XII - François Caruajal, apres s’estre fait chef des rebelles du Peru, avoit maintes fois mis en desroute Diego Centeno, l’un des principaux chefs du party de l’Empereur. Mais il advint depuis que Gasca Lieutenant general de l’armée l’ayant fait son prisonnier de guerre, le meit soubs la garde de Diego Centeno, qui ne se souvenant plus du passé, luy fit toute sorte de bons traittemens. Decquoy Caruajal bien estonné : Chevalier, luy dit-il, qui estes-vous, je vous prie, qui me traittez si courtoisement ? Je suis Diego Centeno, luy respondit le Capitaine, ne me cognoissez-vous pas ? Nenny sans mentir, repartit Caruajal, car cy-devant j’ay bien accoustumé de voir vostre dos, que vostre visage m’est incognu.
XIII - Ce mesme Caruajal aagé de 75 ans, voyant qu’on le mettoit dans un tumbereau, pour le mener au supplice, Quoy ? dit-il, me veut-on mettre encore dans le berceau ?
XIV - Cresus interrogé par Cambyses, pourquoy la paix lui sembloit meilleure que la guerre ? Je l’estime ainsi, respondit Cambyses, pource qu’en temps de paix, les enfans ensevelissent leurs peres ; au lieu que pendant la guerre, les peres font les funerailles de leurs enfans.

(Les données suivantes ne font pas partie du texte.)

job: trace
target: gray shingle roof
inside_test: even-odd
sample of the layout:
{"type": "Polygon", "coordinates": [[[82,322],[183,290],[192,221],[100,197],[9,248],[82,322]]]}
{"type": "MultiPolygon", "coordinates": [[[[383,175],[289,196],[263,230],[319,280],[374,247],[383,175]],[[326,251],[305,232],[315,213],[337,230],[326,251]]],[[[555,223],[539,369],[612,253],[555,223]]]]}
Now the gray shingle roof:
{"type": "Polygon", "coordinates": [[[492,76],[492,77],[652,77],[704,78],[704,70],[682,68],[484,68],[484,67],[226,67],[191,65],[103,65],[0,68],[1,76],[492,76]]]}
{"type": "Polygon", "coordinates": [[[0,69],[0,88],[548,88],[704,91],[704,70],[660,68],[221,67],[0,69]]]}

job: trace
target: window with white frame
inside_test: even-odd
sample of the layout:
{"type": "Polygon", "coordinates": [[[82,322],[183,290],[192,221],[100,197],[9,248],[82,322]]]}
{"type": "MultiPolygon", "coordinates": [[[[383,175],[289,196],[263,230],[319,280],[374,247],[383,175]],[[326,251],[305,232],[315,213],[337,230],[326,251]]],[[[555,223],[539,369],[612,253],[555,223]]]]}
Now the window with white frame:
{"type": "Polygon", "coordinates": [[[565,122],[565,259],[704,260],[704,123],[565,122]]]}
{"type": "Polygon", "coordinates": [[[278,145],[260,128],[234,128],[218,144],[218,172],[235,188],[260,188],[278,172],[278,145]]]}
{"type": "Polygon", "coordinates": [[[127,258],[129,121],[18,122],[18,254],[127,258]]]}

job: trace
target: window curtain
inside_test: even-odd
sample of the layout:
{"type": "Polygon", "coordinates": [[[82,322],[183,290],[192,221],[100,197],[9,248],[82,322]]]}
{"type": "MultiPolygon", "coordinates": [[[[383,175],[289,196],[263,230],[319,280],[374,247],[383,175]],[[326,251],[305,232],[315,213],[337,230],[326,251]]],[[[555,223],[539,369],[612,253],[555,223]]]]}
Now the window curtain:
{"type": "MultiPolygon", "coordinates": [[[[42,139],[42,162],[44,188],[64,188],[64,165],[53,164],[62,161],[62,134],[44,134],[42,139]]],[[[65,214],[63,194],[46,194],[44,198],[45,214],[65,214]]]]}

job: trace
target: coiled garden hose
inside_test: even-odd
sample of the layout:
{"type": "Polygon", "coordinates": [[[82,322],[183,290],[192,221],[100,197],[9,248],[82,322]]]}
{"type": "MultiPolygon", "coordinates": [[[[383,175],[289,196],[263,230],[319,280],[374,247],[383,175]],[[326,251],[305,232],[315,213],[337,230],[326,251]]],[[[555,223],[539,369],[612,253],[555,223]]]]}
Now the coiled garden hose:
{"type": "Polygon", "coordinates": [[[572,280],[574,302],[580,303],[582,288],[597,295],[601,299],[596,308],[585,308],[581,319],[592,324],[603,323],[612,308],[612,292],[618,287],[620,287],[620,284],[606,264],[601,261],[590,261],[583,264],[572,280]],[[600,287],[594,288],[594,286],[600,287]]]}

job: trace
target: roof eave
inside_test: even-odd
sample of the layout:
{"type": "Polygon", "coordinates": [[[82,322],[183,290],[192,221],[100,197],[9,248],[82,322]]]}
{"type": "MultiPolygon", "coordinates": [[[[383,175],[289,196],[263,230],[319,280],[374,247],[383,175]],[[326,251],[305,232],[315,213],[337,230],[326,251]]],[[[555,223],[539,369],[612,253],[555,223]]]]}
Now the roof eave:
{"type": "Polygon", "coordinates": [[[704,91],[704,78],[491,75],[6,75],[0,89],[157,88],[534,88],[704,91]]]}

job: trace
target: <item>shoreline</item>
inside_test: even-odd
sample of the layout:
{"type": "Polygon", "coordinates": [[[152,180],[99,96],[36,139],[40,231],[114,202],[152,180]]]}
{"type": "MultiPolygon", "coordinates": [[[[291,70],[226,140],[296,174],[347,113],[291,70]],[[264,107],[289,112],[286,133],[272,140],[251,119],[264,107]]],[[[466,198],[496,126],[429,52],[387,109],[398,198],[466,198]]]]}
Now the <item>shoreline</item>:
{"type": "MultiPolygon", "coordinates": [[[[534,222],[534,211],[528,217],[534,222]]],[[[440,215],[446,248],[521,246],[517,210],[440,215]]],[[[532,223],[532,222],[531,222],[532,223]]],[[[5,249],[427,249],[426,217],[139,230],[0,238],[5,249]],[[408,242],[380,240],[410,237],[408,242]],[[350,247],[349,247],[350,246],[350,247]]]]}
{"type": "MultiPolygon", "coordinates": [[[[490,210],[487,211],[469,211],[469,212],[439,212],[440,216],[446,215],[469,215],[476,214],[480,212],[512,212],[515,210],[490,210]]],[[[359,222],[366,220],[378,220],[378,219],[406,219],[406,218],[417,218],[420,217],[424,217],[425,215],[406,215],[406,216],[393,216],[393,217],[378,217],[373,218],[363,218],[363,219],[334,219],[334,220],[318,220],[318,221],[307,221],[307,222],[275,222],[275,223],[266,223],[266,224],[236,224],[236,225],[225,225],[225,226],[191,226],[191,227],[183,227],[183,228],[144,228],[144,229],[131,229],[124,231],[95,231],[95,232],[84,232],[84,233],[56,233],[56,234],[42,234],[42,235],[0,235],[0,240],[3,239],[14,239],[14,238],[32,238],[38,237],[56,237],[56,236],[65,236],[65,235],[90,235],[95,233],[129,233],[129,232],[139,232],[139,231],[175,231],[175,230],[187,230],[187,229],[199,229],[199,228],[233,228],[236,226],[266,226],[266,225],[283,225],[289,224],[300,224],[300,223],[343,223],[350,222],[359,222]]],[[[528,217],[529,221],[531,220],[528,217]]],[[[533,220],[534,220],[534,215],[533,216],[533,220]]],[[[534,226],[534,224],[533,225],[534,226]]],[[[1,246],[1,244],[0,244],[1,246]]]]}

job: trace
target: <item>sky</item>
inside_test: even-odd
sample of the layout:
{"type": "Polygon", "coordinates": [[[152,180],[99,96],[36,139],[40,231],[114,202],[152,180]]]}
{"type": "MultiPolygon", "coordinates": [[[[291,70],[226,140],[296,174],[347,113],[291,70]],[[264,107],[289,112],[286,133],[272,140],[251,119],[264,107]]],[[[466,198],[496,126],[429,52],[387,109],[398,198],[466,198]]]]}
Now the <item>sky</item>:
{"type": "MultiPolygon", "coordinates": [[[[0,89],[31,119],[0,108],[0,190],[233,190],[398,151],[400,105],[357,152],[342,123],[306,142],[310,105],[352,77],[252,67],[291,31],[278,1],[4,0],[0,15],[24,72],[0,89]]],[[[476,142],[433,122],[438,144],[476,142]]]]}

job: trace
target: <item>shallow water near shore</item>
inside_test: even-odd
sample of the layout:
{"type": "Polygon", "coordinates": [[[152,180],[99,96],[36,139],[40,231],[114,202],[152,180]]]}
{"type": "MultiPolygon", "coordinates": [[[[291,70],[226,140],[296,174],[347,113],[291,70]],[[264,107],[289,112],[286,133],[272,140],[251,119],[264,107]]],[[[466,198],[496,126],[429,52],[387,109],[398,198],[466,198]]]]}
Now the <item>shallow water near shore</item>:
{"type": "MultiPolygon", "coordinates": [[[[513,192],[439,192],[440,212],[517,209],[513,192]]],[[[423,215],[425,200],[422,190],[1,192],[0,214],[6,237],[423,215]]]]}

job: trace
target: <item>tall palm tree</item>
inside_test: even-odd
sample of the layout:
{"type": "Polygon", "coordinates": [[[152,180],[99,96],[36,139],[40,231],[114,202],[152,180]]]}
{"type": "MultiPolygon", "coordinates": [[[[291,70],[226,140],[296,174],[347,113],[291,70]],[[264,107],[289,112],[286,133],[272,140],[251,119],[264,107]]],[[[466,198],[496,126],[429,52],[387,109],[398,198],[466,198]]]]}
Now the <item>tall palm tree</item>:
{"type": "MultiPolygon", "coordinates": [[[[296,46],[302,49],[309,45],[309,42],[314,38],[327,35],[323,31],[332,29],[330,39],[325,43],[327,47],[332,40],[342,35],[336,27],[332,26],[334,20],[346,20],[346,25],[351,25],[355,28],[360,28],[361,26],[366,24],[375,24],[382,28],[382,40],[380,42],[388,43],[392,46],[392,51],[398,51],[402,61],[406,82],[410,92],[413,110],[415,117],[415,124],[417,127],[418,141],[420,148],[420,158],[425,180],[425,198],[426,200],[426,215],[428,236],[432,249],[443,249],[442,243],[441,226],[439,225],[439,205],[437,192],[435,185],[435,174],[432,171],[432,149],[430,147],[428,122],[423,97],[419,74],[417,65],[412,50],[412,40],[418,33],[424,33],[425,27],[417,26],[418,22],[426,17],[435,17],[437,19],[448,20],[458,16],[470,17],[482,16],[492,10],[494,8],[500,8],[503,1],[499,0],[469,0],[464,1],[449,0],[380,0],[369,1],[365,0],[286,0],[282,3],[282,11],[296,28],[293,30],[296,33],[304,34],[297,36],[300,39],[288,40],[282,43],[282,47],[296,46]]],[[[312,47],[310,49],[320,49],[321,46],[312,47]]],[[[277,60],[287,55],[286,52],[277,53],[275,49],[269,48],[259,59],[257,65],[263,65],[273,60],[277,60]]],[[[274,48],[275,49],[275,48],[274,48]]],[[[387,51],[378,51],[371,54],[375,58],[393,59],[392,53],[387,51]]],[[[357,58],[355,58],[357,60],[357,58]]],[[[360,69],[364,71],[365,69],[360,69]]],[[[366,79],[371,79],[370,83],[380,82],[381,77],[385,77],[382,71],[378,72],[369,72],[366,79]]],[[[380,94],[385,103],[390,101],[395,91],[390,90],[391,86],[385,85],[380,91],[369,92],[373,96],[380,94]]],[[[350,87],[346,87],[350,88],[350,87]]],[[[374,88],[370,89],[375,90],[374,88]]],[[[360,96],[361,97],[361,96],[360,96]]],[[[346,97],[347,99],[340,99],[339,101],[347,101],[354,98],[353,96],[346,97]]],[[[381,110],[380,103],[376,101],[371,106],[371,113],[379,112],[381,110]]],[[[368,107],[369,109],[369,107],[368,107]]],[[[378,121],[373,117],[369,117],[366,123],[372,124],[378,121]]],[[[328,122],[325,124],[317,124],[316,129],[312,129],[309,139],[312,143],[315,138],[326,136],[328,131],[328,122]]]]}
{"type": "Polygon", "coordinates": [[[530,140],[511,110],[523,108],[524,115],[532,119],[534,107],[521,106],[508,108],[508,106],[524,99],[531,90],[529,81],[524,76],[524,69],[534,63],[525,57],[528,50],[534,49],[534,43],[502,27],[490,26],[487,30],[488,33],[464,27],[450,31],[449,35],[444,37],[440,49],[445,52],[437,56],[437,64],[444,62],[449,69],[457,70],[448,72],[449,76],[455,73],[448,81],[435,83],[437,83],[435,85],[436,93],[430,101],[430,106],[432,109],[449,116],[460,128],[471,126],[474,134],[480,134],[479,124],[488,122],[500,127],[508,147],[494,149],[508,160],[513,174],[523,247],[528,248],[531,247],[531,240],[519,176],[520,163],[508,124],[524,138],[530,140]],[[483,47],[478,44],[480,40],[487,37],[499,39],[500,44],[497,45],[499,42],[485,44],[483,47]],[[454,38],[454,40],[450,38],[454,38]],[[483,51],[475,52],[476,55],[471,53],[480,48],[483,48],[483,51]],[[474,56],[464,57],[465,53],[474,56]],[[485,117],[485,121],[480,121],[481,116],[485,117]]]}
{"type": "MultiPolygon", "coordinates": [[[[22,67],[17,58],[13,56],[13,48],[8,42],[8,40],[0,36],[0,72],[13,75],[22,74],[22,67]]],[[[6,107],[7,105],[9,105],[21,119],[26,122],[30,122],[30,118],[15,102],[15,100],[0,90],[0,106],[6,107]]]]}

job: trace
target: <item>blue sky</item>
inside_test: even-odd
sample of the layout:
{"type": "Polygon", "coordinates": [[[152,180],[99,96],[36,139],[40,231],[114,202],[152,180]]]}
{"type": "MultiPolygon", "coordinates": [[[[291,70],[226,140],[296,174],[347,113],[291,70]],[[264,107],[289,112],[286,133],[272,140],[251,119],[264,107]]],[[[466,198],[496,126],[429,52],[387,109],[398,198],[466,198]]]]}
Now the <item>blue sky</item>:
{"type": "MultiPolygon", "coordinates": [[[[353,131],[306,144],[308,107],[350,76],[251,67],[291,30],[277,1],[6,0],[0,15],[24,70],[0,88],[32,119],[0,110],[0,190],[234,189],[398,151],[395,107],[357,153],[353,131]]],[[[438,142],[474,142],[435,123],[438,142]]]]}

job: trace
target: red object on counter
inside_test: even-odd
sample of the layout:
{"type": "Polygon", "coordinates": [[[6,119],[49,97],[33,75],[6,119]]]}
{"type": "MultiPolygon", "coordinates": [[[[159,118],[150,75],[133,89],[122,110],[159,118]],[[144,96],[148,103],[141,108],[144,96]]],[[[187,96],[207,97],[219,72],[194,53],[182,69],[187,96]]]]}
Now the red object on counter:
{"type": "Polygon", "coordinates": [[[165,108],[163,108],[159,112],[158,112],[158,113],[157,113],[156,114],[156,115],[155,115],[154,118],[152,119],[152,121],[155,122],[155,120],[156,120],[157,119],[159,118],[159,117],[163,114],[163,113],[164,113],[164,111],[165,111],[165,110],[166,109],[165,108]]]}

XV - Un Capitaine envoyé contre l’ennemy, avec si peu de forces qu’elles n’estoient pas capables d’executer une si haute entreprise, s’en retourna vers son General, & le pria de reprendre la moitié des Soldats qu’il luy avoit donnez. Pourquoy donc ? luy demanda le General ; C’est, respondit le Capitaine, pource qu’il est meilleur que peu de gens meurent, que beaucoup.